Hungarian authorities have said Csatáry was the chief of an internment camp for Jews in Kosice, a Slovak city then part of Hungary, in 1944, beating inmates with his bare hands and a dog whip. He had also been charged with assisting in the deportation of thousands of Jews to Auschwitz and other Nazi death camps. He denied the charges.

Csatáry was sentenced to death in absentia in Czechoslovakia in 1948 for similar war crimes. A Budapest court in July suspended the case against Csatáry because of double jeopardy, as the charges filed by Hungarian prosecutors were similar to those in his 1948 conviction. Hungarian prosecutors appealed against the decision and a ruling was pending.

Csatáry's case and his whereabouts were revealed in 2012 by the Simon Wiesenthal Centre, a Jewish organisation which hunts Nazis who have yet to be brought to justice.

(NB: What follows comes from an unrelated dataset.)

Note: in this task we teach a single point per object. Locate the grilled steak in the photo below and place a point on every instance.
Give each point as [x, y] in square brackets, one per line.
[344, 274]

In 1949, Csatáry arrived in the Canadian province of Nova Scotia, became a Canadian citizen in 1955 and worked as an art dealer in Montreal. He left Canada in 1997 after it was discovered that he had lied about his Nazi-era past to obtain citizenship and authorities were close to deciding his fate in a deportation hearing.

Efraim Zuroff, director of the Simon Wiesenthal Centre's Jerusalem office, said the organisation was "deeply disappointed" by Csatary's death ahead of his possible trial in Hungary, where he had lived since leaving Canada, and said the case cast doubts on Hungary's commitment to punishing war criminals.

"It is a shame that Csatáry, a convicted … and totally unrepentant Holocaust perpetrator who was finally indicted in his homeland for his crimes, ultimately eluded justice and punishment at the very last minute," Zuroff said in a statement.

Csatáry was born on 4 March, 1915, in the central Hungarian village of Many. Information about his family and funeral arrangements were not available.